The method can be performed in a processor connected to memory and input/output interfaces by buses as known in the art.
Conclusion
The embodiments of the invention uses cross-ratio constraints for mapping point matches to line correspondences. The method produces accurate line-matching performance, as well as large-scale line reconstruction. The lines can be reconstructed from point clouds denoting pencils of points (POPs), where all the points are associated with their corresponding lines during the line matching process. It is straightforward to convert the point cloud to line segments by line-fitting. In this case a point-based 3D model is converted to a large 3D line-based model.
In other words, the invention transforms images of real world scenes or virtual scenes into a line-based 3D reconstruction. The method can be used to efficiently reconstruct lines from multiple images and can be used for indoors and outdoor scenes. Practical applications can include:
3D reconstruction of relatively large road scenes for car navigation, obstacle detection and tracking. In this case, the 3D reconstruction can be displayed to a driver, using, e..g., a head-up display;
3D reconstruction of robotic platform for collision avoidance applications;
3D reconstruction of indoor scenes for improving the efficiency of household appliances such televisions, heating ventalation, vacuum cleaners, and air conditioning (HVAC) systems;
3D reconstruction for digital signage applications; and
3D reconstruction of walls and floor for tracking people in surveillance applications.
Although the invention has been described by way of examples of preferred embodiments, it is to be understood that various other adaptations and modifications may be made within the spirit and scope of the invention. Therefore, it is the object of the appended claims to cover all such variations and modifications as they come within the true spirit and scope of the invention.

Claims

I claim:

1. A method for reconstructing a three-dimensional (3D) scene, comprising steps:

acquiring a pair of two-dimensional (2D) images of the scene from two different viewpoints;

detecting real lines in the pair of images;

finding point correspondences in the pair of images to obtain matched points;

generating virtual lines in the pair of images using pairs of the matched points;

detecting additional matched points on the virtual lines using a cross-ratio constraint;

finding line correspondences using all matching points to obtain matched lines; and

determing a line-based 3D reconstruction of the scene, from the matched lines, wherein the steps are performed in a processor connected to a memory storing the pair of images.

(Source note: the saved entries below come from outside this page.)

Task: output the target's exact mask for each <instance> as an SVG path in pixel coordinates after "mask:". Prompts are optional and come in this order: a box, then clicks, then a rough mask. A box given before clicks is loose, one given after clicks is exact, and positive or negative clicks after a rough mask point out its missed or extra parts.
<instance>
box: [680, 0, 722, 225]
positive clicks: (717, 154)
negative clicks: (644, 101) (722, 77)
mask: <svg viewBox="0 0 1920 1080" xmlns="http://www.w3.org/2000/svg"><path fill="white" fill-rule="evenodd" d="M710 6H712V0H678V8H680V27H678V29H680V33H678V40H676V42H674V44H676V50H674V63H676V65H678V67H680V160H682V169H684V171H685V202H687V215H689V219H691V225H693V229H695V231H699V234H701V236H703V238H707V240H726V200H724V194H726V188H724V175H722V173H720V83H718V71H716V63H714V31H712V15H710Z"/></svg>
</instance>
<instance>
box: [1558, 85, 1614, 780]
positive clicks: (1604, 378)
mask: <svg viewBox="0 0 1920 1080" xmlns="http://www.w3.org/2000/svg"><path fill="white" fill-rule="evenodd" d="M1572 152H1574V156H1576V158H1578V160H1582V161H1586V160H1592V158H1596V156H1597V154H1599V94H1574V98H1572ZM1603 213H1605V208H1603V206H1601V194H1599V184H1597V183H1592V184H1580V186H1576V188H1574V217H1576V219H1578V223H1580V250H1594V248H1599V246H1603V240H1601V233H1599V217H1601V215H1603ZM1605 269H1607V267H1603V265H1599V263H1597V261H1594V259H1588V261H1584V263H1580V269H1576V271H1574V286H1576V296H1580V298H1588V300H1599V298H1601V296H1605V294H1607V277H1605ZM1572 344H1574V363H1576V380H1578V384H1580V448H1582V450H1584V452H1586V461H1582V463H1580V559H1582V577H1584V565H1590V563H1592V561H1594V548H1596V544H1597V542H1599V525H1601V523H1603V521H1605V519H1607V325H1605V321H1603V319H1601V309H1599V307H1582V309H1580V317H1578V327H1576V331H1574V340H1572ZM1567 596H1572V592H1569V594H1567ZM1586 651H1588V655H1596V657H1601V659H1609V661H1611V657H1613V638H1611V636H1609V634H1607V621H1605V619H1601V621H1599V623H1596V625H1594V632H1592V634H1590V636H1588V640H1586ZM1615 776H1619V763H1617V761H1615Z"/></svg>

2. The method of claim 1, wherein a relative motion between the pair of images is unknown.

3. The method of claim 1, wherein the motion between the pair of images is known.

4. The method of claim 1, wherein the pair of images is a pair of rectified stereo images.

5. The method of claim 1, wherein the line matching is performed by detecting pairs of lines that share a maximal number of matched points.

6. The method of claim 1, wherein the line-based 3D reconstruction is refined using a point-based bundle adjustment.

7. The method of claim 1, wherein multiple images are used to obtain a large line-based 3D model by processing the images one pair at a time.

8. The method of claim 1, wherein a large point-based 3D model is converted to a large line-based 3D model.

9. The method of claim 1, wherein the pair of images is acquired by a camera.

10. The method of claim 1, wherein the pair of images is computer generated.

11. The method of claim 1, wherein the real lines are obtained using Canny edges.

12. The method of claim 1, further comprising:

rendering the line-based 3D reconstruction.

13. The method of claim 12, wherein the rendering is to a head-up display.